Adapted from Yemek ve Kültür #43

Kelle Kavurması (Sauteed Sheep’s Brains), from Kırbaşı village, Beypazarı, Ankara and surroundings

Ingredients

The meat from one local sheep’s head.

200 gr tail fat

1 kg scallions

1 T ground cumin

1 T local red pepper flakes

1 dessert spoon black pepper

1 T thyme

3 bunches parsley

2 bunches watercress

Sufficient salt

Method

Let’s dice the head meat and wash it very well in cold water. Drain. Boil the meat for two hours in lots of water.

Now, let’s strain it. Reserve the liquid to make soup or pilaf. Let’s put our saj on the wood stove with the inside facing up. When the saj is hot, add the tail fat and render with the help of a spoon.
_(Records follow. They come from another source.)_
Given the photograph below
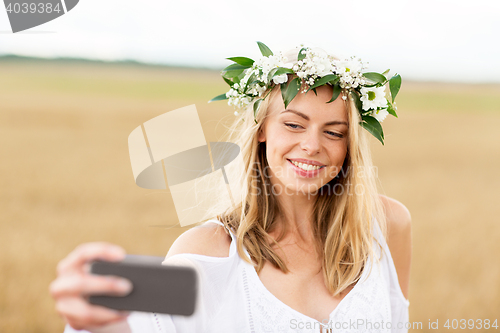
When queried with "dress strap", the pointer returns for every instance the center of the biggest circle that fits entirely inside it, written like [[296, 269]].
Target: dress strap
[[232, 247]]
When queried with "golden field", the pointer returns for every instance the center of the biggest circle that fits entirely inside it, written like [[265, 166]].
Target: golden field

When the fat is rendered and very hot, add the meat and immediately stir with a wooden spoon.

We’ll chop the scallions and add them to the meat. Cook the meat and the scallions together for about half an hour until they are well blended. Add all the spices and the salt and turn the heat to low. Simmer for another half an hour. When everything is blended into one, bring it to the table.

Serve with Yufka (flatbread), the greens and yoghurt or Ayran.

Wisdom

In some villages, when butchering large ungulates, nobody would even consider using the head. But perhaps this is an example of necessity being the mother of invention.

Notes

A saj is a broad, gently curved metal dish with handles, rather like a wok, generally used “upside down” over a fire as a convex surface on which to bake flatbreads. The breads are baked on what we would think of as the outside. The wording of this recipe implies that cooking on the inside, that is to say actually using the saj as a vessel, is rather atypical.